Storage

A database is no good if we don’t have a way to store the data, but how do we go about this in an effective manner? In order to answer this, we have to look at how data is physically stored first.

Physical Storage

At the physical level, there are three types of storage: primary storage (RAM), secondary storage (hard drives, SSDs, etc.), and tertiary storage (optical disks, tapes, etc.).

In an ideal world, we’d want to throw the database onto the CPU because it’s faster, but this comes with some problems:

RAM is expensive and volatile.
There’s usually not enough room to fit an entire database.

With this in mind, most databases are stored on hard drives available online at any time, with tertiary storage (mainly tapes) being used mainly as backups or archives.

SSDs are faster than hard drives, but there’s a limit to how much you can write.

Due to the way hard drives work, it’s beneficial to store data in a specific way, deciding on:

Primary organization (how records are placed on the disk, i.e., ordering, and how the records are accessed).
Secondary organization (how we should effectively access other commonly accessed attributes).

Hard Drives

The way these work is that we have an arm reading from the lines (called tracks) along a series of disks (called platters) all stacked on each other around a spindle.

Untitled

When we want to get data, we spin the disks until the data is over the head of the arm, where it is then read.

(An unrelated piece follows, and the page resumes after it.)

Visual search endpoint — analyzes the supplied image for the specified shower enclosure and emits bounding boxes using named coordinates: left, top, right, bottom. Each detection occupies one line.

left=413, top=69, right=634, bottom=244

Since each block is usually not enough space to store all the data we need, we have to bring data in chunks (called blocks).

We can divide the speed of the disk into three categories:

Seek time: Time taken to find the right track.
Latency (rotational latency): Time taken to find the right sector (section of the track to read from).
Block transfer time: Time taken to read and move the data.
- This is usually much faster than the seek and latency.

The way we group data is in the form of records of either fixed or variable length, which are collections of related data values (called bytes).

The resulting file is a sequence of these records, along with a file header that includes information to describe the file, such as field names, data types, and addresses of the blocks.

Untitled

We bring in this data one block (sequence of bytes) at a time, with the block size depending on the operating system since we bring the block straight into main memory.

Sometimes we can store multiple records in one block, the number of which we refer to as the blocking factor.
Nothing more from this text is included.